My kitbashed GP-9 (see CN_GP9_IMG_4112 - Hobby Photo Gallery - Zealot.com) still has some of its original handrails but I need to complete the rest. Would wire or toothpicks work (I think wire would be too soft and tootpicks too brittle)?
a straight pin is a perfect disposable "brush" for putting a dot of paint on a rivet; or putting a small dot of color on an item.
Pill bottles and dental pics
Being of the "older" persuassion, I have to take a few different medicines and the little plastic containers (all different sizes, some as tall as 5" and some shorter and squatter) make great see through parts holders. These could also be made into different water/ chemical tanks etc.... Imagination can go a long way. I've been collecting these for years and have a pretty good supply of them. Also great for mixing paints in. Easy to clean or just paint them on the outside for..???? :thumb:
Also, my dentist gives his used picks away for free. Just ask. And they come in different shapes and they are sterilized and sharpened when I get them. Can't beat the price.:twisted:
Home made plaster : flour, warm water, glue
hair dryer : great for drying paint and plaster and glue in a hurry
I am playing around with it. If anyone esle has made and used it how well did it work?
The one fellow's tip about aquarium gravel got me thinking... what's the difference between aquarium gravel and the ballast you would get from the LHS or Woodland Scenics of Scenic Express? Are they pretty much the same except for the price?
I think maybe the tip was mine... I know I have used black aquarium gravel for coal.
The WS ballast isn't really rock - I have heard it is nut shells, but cannot verify this. The aquarium gravel appears to be painted or dyed rock or some rock-like compound. Unless it is sifted/sorted, much of it is oversized for HO scale ballast (and coal).
But it is cheap - hence the entry in the tips & tricks thread...
I have built a small layout for my shop, I used old "dryer sheets" dipped in watery white glue with some cheap dollar store acrylic paint added.

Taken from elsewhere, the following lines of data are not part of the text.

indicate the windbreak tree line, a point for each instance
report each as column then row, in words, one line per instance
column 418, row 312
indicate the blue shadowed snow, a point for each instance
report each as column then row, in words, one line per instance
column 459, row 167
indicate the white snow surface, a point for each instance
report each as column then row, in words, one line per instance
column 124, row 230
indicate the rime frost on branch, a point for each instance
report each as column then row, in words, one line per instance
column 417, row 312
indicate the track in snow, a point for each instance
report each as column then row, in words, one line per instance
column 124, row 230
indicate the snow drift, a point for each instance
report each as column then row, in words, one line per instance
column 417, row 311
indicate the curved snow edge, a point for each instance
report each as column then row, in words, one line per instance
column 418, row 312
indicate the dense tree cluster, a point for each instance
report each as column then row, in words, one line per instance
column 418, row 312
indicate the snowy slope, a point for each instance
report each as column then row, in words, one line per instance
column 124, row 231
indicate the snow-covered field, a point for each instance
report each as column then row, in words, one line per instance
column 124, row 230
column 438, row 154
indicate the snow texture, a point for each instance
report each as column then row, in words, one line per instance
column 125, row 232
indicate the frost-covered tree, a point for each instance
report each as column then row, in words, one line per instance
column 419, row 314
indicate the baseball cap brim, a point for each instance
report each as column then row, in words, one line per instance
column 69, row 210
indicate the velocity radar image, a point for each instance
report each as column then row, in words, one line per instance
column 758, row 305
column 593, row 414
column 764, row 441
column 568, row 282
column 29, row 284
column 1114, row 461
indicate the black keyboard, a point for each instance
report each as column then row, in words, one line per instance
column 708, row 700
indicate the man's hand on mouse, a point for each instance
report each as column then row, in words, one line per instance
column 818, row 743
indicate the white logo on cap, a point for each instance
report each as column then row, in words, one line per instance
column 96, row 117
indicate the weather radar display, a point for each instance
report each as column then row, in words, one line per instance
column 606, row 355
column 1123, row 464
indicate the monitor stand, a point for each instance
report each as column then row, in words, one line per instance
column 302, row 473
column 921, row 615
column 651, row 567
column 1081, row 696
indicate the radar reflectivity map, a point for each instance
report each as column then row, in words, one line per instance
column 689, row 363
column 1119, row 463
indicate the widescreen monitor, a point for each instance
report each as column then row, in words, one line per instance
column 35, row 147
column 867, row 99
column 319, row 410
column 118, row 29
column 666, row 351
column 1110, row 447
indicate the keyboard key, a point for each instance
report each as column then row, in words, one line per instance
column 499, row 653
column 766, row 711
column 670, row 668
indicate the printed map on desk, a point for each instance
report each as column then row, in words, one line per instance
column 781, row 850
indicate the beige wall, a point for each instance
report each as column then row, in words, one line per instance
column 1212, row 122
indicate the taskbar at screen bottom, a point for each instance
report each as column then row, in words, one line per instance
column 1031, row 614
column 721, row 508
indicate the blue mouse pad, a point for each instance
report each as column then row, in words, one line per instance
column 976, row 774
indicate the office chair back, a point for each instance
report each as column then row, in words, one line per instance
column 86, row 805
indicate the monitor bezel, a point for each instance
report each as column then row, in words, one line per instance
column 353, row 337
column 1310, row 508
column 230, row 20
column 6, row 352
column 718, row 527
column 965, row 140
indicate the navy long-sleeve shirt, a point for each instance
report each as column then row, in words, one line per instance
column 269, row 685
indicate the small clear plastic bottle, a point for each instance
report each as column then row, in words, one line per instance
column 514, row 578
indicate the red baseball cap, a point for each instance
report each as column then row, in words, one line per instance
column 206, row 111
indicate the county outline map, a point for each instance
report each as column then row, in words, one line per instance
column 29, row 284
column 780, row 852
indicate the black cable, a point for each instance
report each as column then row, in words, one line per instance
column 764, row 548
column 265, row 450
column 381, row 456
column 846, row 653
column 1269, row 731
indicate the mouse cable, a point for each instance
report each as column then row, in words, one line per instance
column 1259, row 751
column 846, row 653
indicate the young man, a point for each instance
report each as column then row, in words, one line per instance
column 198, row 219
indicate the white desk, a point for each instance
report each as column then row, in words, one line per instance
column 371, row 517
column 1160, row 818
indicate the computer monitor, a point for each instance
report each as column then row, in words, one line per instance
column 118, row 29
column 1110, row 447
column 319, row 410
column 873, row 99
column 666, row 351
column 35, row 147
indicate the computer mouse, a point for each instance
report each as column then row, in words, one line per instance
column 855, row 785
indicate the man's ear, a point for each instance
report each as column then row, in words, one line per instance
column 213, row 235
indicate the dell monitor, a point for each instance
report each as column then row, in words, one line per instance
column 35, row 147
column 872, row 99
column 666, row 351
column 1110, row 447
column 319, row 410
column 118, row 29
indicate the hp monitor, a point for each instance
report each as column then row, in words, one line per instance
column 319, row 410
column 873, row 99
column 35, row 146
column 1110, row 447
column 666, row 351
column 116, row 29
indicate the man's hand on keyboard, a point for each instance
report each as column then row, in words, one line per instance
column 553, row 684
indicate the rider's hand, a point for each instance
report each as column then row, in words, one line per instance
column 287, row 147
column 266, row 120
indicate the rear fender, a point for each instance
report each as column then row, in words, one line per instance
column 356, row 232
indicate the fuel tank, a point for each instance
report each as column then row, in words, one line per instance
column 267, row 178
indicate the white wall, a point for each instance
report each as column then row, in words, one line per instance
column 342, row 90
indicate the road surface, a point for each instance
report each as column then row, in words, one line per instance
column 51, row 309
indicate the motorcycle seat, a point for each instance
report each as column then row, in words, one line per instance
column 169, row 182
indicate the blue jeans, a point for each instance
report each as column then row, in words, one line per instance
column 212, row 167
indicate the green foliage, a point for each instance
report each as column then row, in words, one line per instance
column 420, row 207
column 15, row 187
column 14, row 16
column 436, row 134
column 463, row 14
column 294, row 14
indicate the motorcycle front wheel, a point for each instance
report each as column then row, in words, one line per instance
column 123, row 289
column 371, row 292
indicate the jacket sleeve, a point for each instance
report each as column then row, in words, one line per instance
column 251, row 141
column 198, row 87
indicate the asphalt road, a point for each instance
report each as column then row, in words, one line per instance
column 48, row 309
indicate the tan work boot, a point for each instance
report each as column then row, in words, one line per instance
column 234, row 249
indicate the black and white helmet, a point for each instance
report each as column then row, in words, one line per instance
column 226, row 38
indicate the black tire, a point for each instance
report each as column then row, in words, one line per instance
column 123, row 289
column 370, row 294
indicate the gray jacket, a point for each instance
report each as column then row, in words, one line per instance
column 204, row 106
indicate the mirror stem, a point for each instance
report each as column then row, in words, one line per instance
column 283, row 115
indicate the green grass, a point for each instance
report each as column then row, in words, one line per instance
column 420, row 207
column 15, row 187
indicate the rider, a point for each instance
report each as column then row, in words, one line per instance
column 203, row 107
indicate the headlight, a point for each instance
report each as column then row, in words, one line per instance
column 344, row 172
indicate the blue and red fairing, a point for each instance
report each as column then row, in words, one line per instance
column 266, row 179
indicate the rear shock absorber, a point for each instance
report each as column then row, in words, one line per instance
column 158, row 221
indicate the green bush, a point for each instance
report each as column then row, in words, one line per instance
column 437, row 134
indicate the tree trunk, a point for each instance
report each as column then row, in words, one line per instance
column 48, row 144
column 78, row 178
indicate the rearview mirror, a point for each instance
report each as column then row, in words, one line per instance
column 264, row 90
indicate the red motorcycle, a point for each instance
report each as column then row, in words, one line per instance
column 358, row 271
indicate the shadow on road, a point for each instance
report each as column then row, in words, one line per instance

The coal around the tower came from an old water filter cartridge that I took apart after we replaced it.
Nice to see you back. Good tip of the dryer sheets - kinda like "glueshell", but without the need to tear up bedsheets (which the wife *hates*, BTW...! ).
I recently got some real coal from the steam crane at the Museum of Science & Tech. Bash it up with a hammer, and voilà - smaller, scale coal!
MIRRORS. Never became a Picasso? Don't know a Rembrandt? Think the backdrops you see resemble a Looney Tune set? Want to double the size of the scene? Use a MIRROR. Just forget about the familiar giant staring at you once in a while
John Allen was a MASTER in mirror use -- he used front surface mirrors because they had no telltale gap . Front surface mirrors are expensive --- a cheap source of them is to buy the old "Polaroid Swinger " type cameras , real cheap at a thrift store --a dollar or two at most. They all have a trapazoid shapped front surface mirror in them about 3 inch X 4 or so.
Heres a way to get even with Starbucks for their $6.50 coffee----their wood stirring sticks are pretty nice a bit wide tho for HO.
A Quick way to scribe them to HO board size is to use a piece of rectangular brass tubing about 3 inch long , drill some holes in one surface to take straight pins a distance that will give you whatever size boards you want to simulate. Solder pins sticking thru just enough to scribe the stick, ding the tube enough to keep the stick tight against the pin points & pull it thru. Presto -- perfect staight scribed boards in a jiffy.